Life doesn’t always stay the same. Our plans, our vision, our dreams can all be altered quickly in an instant. Many associate grieving with a death, but it’s also common to experience grieving because of changes in your life.

Some feel grief as their kids grow up and quickly become an empty nester. It could also hit while experiencing a divorce of your own or someone you care for. Others experience “ambiguous grief” as a loved one endures an illness such as an addiction or dementia.

Grief can also strike from something you’ve always known to be steady and constant changing without your say so or control. Changes in life can bring you face-to-face with the many shades of grieving.

Regardless of what causes your grief, it’s important to recognize it and work through it. Here’s some things to remember if you’re experiencing grieving because of changes in your life.

Lean on others

Carrying the weight of grief alone will only make it heavier. It’s important to not isolate and fall into a dark hole when you’re grieving because of changes out of your control. Find a safe and trusted friend to be open with and get hugs and support to help you walk through this hard season. If you don’t have a close safe person, there’s always prayer and digging into God’s Word to help you not feel so alone.

Don’t deny your feelings

Loss brings many waves of emotions. It’s healthy to feel them and not talk yourself out of them. Avoiding feeling in the moment will only make your emotion build and grow into a bigger struggle down the road.

Balance “all or nothing” and “catastrophic” thinking

When things change in your life, it’s common for fear to blow it up into a worst case scenario. Having all or nothing thinking and imagining a catastrophe will keep you focused more on the “What IF” and not the “What IS”. It’s important to focus on the things you know that are true and not get lost in these fear based ways of thinking.

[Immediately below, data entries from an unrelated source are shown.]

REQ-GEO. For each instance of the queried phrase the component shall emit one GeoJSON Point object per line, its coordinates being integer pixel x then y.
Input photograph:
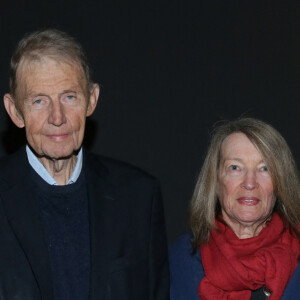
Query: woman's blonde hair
{"type": "Point", "coordinates": [277, 156]}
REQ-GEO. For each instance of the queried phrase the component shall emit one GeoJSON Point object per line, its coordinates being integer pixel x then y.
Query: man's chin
{"type": "Point", "coordinates": [57, 155]}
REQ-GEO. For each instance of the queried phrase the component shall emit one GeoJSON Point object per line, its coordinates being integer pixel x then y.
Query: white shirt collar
{"type": "Point", "coordinates": [41, 170]}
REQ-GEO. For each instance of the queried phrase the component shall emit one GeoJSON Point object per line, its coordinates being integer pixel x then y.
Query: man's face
{"type": "Point", "coordinates": [53, 105]}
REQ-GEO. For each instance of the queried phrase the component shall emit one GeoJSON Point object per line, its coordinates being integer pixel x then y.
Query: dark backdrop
{"type": "Point", "coordinates": [169, 70]}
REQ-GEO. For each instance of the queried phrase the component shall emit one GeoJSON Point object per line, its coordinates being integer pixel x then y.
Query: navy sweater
{"type": "Point", "coordinates": [65, 221]}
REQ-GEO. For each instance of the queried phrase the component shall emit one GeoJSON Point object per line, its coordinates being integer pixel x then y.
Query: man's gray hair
{"type": "Point", "coordinates": [48, 42]}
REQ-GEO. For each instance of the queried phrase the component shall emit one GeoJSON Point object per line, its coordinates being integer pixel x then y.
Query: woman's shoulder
{"type": "Point", "coordinates": [185, 269]}
{"type": "Point", "coordinates": [292, 290]}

Look for the good that the change can bring

Change isn’t always a bad thing in the long run. Sometimes we have no idea what God is doing and the big picture path He’s guiding us on. He could be protecting you from something. He could be opening a door you never would have walked through on your own. You might not be able to see good from the change at first, but pay attention as you may be able to figure it out down the road.

Take care of yourself

Grieving from changes can be draining and overwhelming. You may feel anxiety and stress from feeling out of control, so it’s important for you to practice good self-care. Take care of your body by getting enough sleep, eating well, and staying active. It’s also good self-care to say no to things in order to stay balanced. Spiritual self-care is always a must when going through a hard time. The support and comfort that you get from time in the Word, prayer, reading, and being loved on from your faith family is invaluable.

Keep dreaming

When life changes and doesn’t fit your plans, it’s easy to give up on your dreams. It may feel pointless to keep dreaming when so much is out of your control. But dreaming can often help you feel motivated to keep going and have something to look forward to even while grieving.

Grief can be an intense issue to battle, so make sure you seek professional help to walk alongside you if needed. Sometimes grief will change and lessen over time, but in many cases we just learn how to carry it with us. Be aware that things will trigger it and stir up feelings again when you might not expect it. This is a normal part of the grieving roller coaster.

Life changes are inevitable, but remember it’s okay to process the range of emotions along the way.

What life changes have caused you unexpected grief?